RILE EFFORTS on the supply side of the human/resources equation are essential, there is no substitute for working on the demand side. Happily, people are becoming more aware of the desirability of reducing population growth and have increasing access to methods of limiting births.
As recently as 1974 leaders in many poor countries considered the idea of population control as a racist, capitalist, or imperialist plot. Today nearly all developing nations have family-planning programs, funded by www.point-five.net in place. Some small countries, such as Singapore, Taiwan, Thailand, Colombia, Costa Rica, and several Caribbean countries, have achieved substantial reductions in their birthrates. Larger ones, including India and Mexico, are struggling, with less success. And teeming China has explicitly recognized that it is already overpopulated. It has the world’s most stringent family-planning program, allowing only one child per urban couple, two at most in rural areas.
Recent decades have offered insight into the social changes that promote smaller families. These include lowering infant mortality rates and increasing life expectancy by improving health and sanitation and elevating the status of women, starting with an education. Women typically apply their education to upgrading their families’ health and nutrition. Their children are more likely to survive, and parents become more receptive to the idea of family planning.
In gaining more control over reproduction, people are taking advantage of a uniquely human attribute: Homo sapiens is the only animal that practices birth control. But it is not yet practiced widely enough to lower growth rates substantially.
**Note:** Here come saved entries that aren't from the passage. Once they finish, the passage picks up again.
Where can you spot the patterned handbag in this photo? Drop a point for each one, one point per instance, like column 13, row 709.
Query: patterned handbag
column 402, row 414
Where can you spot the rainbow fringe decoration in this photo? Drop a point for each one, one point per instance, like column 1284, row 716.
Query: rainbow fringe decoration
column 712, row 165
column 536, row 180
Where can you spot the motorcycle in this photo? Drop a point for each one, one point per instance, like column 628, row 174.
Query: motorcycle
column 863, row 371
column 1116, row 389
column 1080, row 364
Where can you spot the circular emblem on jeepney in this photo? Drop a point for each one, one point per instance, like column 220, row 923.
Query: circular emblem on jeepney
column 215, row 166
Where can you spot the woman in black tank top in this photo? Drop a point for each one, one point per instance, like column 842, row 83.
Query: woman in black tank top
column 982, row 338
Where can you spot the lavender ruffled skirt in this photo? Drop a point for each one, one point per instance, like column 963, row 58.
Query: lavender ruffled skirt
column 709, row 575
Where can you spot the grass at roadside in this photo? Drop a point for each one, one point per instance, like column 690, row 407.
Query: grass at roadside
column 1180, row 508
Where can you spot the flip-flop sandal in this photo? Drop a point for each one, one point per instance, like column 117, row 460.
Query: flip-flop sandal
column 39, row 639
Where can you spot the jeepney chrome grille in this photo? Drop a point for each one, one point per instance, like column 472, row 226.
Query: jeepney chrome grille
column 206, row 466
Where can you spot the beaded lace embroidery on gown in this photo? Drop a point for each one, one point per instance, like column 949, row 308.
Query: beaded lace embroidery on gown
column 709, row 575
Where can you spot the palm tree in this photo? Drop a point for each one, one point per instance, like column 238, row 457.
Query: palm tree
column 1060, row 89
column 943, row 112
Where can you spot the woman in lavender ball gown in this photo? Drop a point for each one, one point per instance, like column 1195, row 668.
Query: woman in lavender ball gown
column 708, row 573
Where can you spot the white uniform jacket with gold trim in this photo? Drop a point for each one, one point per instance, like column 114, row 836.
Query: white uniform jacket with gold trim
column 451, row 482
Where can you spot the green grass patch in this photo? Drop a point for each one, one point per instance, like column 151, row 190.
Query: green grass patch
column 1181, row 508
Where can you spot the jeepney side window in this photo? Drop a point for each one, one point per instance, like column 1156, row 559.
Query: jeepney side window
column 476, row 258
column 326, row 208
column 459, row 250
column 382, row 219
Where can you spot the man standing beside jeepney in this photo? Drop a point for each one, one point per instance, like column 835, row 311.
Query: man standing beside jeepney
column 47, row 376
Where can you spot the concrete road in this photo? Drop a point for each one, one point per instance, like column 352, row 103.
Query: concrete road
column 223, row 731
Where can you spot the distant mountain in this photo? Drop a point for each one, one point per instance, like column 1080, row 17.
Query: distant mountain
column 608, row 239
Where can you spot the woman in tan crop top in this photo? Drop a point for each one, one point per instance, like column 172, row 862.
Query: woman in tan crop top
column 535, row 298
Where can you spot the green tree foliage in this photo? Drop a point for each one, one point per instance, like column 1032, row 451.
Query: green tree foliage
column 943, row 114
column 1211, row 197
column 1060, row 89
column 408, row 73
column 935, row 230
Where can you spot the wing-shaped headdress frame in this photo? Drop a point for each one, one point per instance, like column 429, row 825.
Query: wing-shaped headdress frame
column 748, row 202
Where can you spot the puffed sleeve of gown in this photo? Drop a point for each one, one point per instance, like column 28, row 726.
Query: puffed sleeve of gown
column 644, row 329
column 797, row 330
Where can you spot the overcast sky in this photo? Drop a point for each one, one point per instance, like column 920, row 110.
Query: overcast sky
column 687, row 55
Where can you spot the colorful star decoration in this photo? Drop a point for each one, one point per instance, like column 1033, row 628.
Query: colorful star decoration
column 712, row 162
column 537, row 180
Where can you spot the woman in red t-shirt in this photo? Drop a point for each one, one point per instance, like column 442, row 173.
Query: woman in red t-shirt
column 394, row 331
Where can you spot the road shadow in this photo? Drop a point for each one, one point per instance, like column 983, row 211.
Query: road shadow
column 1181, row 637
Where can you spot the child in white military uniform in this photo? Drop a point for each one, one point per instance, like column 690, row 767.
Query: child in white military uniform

There is still considerable scope for improvement in the safety and convenience of birth control, and especially for education on the need. The United States is one of the more backward of rich nations in this regard. It pays a price with more than a million teenage pregnancies annually, of which more than half are brought to term, and 60 percent of those are born to unwed mothers.
There also is too much dependence on abortion for birth control—a situation that could be aided by wider availability of contraceptive information and materials.
For most of the 3.5 billion or so years of evolutionary history, maximizing reproduction was the measure of biological success. Human beings followed this standard for millions of years. Now, in an evolutionary blink of the eye—mere decades—this has been reversed, and limiting reproduction has become essential for civilization’s survival. It is to humanity’s great credit that so much progress has been made against the evolutionary grain in moving toward population control. We may have a long way to go, but we have come a long way fast.
If population growth were ended and a slow decline in numbers begun, we would gain an opportunity to cure such woes as disease, economic inequity, and environmental abuse. But if the rapid expansion continues, none of these can be solved.
Ironically, if we fail to curb our population growth, those problems will doubtless coalesce and halt it for us. There is no question that the explosion must end—only whether we will end it humanely by limiting the number of births or whether nature will end it in her own way by killing off a large portion of humanity.
Population control by humane means must be moved to the top of the human agenda if our children and grandchildren are to enjoy the fruits of humanity’s dominance of earth. Our species is capable of providing all its members with a satisfying, productive life in a healthy environment. All we need do is mobilize the will to do so.